Sull'Intercity Ginevra-Basilea è facile addormentarsi, la neve del Giura mi riempie gli occhi, finché crollo sul libro. Davanti a me un ragazzone, che anche lui deve aver dormito male la notte scorsa: pallido, occhiaie, aria preoccupata. Rompo il silenzio: quel silenzio innaturale che spesso incombe negli scompartimenti dei treni, dove si evita di guardarsi in faccia. Quel silenzio che talvolta io cerco per rifugiarmi nella lettura, ignorando chi mi sta vicino. Ma stavolta, no: il ragazzo mi guarda come per interrogarmi. È inquieto. Parliamo e vengo a sapere un po' della sua storia.
Filippo è figlio di pugliesi.
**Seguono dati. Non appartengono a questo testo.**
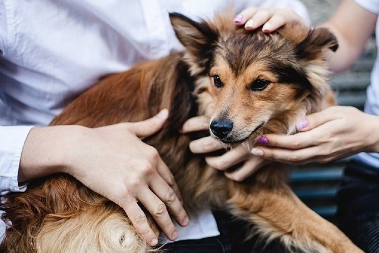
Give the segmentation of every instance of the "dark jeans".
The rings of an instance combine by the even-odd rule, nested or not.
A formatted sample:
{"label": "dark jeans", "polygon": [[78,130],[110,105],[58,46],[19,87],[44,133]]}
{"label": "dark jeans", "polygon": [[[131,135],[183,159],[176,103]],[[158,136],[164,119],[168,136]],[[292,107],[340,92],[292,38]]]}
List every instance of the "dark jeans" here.
{"label": "dark jeans", "polygon": [[338,227],[366,253],[379,253],[379,170],[350,162],[337,201]]}
{"label": "dark jeans", "polygon": [[264,240],[254,237],[244,241],[247,224],[236,220],[227,213],[214,212],[221,235],[201,240],[179,241],[164,247],[164,253],[285,253],[277,241],[266,244]]}

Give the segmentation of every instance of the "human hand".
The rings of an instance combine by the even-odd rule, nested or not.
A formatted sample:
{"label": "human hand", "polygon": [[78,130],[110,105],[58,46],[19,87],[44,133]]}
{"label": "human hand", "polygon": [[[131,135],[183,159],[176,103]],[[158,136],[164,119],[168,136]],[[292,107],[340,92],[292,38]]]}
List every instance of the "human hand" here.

Nato a Milano, si è laureato in ingegneria al Politecnico e ora è disoccupato. Ha lavorato qua e là, poi si è trasferito a Ginevra, dove vive in un foyer religioso per cinquecento franchi al mese. Un ambientino accogliente, dove poco fa uno degli ospiti "è andato fuori di cozza", dice, e ha cercato di dar fuoco alla baracca. Ma sono accorsi i pompieri. Ora è  tutto a posto.
Per non farsi prendere dal sole nero, Filippo va a fare foto in campagna. La sua passione è la vela: va allo Yacht Club di Ginevra e, quando passano gli straricchi con i cabinati tipo Alinghi, lui punta l'obiettivo. "Il cannone", dice. Allora per un momento il sole brilla davvero.
Tiene la parola, il mio ingegnere: trauma infantile? Ora è diretto a Basilea per un colloquio: è un continuo chiedere colloqui... Sul tavolino davanti a lui giace un plico di documenti dentro una mappetta di plastica: titoli di studio, curriculum, certificati. Il plico è voltato sottosopra, perché lo scritto rimanga nascosto a occhi indiscreti.
Durante l'ultimo colloquio, quella delle risorse umane gli ha detto: "Voi italiani andate d'accordo con i portoghesi". Filippo non ha capito. E l'altra ha aggiunto: "Volete tutti la stessa cosa". La sua scrivania era ingombra di trecentocinquanta incarti di candidati a un posto di lavoro. Filippo, ingegnere laureato al Politecnico di Milano, ha continuato a non capire; con il suo pulloverino da bravo ragazzo e il gel sui capelli e le occhiaie angosciate e il tic che lo fa balbettare, non può essere piaciuto a quella delle risorse umane.
Ora il mio velista immaginario guarda dal finestrino le onde innevate dei pascoli: la sua barca è là, arenata sugli scogli. Può avere l'età di mia figlia minore, l'età di chi cerca lavoro e non lo trova. Ma non demorde. "Sono ottimista" dice, con un'esitazione delle labbra. Poi mi spiega la teoria dei quanti e la nanotecnologia, io faccio finta di capire.
"Viene a pranzo al vagone ristorante?"  chiedo.
"No. Ho fatto una colazione della madonna, stamattina" balbetta, mentre la barca è sempre ferma sugli scogli.